Boston Scientific Corp. (NYSE:BSX) still wants to make it expensive for a buyer to clean house following an acquisition — although in the future it won’t be quite as costly as it once was.
In mid-December, the Natick, Mass.-based device conglomerate revamped its executive retention agreements, triggered by a change in control of the company. The new contracts eliminate some of tax benefits the company previously paid for its executives if the firm is sold. It also somewhat modified the definition of “good cause” executives can cite prior to leaving Boston Scientific with exit compensation packages intact.

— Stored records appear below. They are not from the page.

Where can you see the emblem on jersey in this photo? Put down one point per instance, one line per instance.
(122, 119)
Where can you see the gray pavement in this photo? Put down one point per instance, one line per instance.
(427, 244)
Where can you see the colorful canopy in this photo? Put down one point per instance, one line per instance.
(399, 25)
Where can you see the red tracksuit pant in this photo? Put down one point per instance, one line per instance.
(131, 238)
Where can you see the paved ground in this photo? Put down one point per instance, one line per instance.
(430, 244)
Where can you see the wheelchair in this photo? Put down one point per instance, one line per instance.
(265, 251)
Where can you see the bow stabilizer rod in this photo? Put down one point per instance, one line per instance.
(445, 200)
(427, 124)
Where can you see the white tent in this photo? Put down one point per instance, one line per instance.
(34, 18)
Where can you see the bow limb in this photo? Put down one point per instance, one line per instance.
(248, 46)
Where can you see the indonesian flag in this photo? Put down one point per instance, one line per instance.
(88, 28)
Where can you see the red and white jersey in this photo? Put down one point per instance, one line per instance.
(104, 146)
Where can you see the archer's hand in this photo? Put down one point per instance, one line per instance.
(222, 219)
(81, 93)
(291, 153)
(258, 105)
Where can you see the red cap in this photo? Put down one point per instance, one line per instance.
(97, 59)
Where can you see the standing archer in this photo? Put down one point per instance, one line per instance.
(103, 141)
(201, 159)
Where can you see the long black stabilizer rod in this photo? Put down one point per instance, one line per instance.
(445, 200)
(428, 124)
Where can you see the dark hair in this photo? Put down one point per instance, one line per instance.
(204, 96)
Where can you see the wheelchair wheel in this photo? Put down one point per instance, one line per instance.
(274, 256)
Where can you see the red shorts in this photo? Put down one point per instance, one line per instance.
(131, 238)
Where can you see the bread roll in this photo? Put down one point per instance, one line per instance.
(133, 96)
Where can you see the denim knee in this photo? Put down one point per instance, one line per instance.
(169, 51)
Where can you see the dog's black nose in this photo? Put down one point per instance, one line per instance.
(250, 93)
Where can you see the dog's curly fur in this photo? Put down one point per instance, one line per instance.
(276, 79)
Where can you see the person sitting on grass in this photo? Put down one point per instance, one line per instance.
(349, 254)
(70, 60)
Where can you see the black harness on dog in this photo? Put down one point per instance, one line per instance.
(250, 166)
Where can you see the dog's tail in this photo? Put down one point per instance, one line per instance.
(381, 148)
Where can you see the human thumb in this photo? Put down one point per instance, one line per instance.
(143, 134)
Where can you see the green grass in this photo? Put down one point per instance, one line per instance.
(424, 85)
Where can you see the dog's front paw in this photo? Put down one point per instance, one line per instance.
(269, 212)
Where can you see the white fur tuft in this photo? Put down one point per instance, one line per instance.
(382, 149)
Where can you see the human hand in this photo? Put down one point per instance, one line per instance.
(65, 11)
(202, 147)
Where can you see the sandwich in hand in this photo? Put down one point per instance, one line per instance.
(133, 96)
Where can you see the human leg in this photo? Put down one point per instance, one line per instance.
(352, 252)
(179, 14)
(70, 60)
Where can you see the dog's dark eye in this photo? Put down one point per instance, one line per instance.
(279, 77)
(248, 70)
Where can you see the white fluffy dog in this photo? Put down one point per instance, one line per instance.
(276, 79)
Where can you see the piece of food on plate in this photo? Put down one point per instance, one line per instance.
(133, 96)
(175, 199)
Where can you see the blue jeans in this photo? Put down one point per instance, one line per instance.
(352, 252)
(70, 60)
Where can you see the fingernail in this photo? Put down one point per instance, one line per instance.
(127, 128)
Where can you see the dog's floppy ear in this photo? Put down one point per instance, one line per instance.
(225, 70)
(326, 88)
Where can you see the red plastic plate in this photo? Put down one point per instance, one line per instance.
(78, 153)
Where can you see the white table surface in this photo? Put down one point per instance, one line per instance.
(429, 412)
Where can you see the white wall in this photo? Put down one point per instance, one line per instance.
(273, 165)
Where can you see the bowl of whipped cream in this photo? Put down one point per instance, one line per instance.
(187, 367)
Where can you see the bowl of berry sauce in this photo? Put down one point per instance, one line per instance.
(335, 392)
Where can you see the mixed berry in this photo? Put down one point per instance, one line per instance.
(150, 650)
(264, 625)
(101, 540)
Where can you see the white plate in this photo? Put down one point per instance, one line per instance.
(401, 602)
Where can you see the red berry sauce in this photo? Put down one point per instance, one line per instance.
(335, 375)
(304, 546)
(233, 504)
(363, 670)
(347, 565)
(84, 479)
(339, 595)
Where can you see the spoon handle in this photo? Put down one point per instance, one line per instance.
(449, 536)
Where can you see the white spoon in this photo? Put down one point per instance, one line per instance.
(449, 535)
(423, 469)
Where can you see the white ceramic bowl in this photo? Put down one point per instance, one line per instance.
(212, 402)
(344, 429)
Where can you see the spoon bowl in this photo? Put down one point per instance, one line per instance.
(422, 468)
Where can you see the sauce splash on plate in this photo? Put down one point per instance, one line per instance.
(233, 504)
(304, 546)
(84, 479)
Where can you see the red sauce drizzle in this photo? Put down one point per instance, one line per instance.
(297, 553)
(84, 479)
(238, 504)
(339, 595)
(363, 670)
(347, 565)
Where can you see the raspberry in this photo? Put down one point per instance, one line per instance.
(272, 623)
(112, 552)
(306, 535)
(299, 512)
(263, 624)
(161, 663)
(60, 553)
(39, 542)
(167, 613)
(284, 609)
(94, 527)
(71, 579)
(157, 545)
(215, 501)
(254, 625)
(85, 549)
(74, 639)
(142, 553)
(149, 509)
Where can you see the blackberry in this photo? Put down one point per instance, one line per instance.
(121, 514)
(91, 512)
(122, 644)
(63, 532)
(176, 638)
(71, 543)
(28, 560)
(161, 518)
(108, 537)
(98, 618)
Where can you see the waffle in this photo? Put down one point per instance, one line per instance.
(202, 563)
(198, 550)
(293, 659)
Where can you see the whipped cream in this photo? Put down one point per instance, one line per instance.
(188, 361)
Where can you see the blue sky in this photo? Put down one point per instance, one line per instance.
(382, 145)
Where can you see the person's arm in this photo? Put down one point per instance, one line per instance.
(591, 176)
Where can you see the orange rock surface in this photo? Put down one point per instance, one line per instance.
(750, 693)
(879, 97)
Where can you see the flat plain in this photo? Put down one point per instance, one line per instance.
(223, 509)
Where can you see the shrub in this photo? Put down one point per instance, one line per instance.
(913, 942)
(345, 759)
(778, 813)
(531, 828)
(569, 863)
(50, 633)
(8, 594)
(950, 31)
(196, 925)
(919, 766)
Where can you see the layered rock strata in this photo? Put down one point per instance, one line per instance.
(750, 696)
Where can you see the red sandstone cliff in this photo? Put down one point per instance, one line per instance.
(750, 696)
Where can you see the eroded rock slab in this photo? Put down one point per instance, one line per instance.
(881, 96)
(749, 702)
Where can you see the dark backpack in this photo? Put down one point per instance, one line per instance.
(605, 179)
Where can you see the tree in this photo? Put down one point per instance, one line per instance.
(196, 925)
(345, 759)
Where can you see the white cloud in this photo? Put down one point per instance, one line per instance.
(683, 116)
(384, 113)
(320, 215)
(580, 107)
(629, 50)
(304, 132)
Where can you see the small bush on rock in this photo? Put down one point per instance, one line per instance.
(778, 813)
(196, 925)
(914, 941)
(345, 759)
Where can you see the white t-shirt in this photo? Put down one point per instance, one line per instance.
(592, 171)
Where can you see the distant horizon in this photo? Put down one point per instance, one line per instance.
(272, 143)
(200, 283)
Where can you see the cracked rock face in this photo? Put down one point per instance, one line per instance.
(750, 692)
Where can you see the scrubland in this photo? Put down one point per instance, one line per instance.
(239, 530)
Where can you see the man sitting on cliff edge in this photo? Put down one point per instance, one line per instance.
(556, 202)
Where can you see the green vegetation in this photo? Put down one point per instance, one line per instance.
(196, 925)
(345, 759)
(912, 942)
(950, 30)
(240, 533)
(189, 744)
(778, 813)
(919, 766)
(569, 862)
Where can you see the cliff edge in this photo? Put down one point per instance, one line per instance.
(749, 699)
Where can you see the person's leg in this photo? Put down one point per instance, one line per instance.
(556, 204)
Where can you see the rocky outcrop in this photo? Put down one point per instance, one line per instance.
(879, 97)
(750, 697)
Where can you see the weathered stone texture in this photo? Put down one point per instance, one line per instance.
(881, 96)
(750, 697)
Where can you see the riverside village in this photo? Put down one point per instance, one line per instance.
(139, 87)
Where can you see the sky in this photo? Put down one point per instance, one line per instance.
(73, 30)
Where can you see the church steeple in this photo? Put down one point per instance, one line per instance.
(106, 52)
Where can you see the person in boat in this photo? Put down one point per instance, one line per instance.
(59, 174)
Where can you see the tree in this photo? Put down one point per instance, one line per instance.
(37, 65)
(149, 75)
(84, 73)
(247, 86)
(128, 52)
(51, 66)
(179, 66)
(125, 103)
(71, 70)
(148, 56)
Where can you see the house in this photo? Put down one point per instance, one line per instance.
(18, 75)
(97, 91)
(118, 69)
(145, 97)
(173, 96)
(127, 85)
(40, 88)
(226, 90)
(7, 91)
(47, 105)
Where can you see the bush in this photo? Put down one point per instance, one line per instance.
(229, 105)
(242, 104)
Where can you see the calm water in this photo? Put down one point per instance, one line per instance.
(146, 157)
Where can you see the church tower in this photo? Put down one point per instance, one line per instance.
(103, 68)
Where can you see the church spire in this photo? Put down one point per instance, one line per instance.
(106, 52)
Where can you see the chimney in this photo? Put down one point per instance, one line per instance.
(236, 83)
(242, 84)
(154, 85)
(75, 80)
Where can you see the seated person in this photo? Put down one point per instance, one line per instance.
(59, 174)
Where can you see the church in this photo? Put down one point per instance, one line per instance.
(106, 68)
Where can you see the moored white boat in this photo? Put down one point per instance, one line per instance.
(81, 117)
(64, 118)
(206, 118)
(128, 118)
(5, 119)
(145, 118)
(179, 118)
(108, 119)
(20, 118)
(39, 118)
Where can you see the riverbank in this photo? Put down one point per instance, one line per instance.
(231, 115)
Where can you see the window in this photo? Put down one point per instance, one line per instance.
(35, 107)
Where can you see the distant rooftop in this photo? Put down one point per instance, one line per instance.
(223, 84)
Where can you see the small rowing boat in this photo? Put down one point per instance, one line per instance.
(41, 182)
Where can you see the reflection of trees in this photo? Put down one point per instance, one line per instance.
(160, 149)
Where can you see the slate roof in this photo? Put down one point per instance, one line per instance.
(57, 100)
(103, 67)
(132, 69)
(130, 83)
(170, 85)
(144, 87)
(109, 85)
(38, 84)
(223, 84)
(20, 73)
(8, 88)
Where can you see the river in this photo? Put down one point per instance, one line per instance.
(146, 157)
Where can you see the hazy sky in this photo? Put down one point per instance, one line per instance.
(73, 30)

Like most companies of its size, senior managers at Boston Scientific would be well compensated if they are let go, or walk away, following its acquisition by another firm. Under terms of the revised agreements, they are now entitled to three times the sum of their regular salary, plus any performance or yearly cash bonuses they’re entitled to, along with an extra $25,000. All outstanding stock options and restricted stock awards also vest immediately.
Still, because the new terms could be considered less favorable for the affected executives than their previous pacts, the Boston Scientific board decided to offer them an one-time award of $15,000 in stock options as an enticement to sign the new retention agreements. The option grants were disclosed in securities filings this week and will vest in four equal annual installments starting Feb. 26, 2011.
To date, all but one of the company’s c-level officers — including CEO Raymond Elliott and Chief Financial Officer Sam Leno — along with seven of the 11 division heads on the Boston Scientific executive committee have signed the new retention agreements.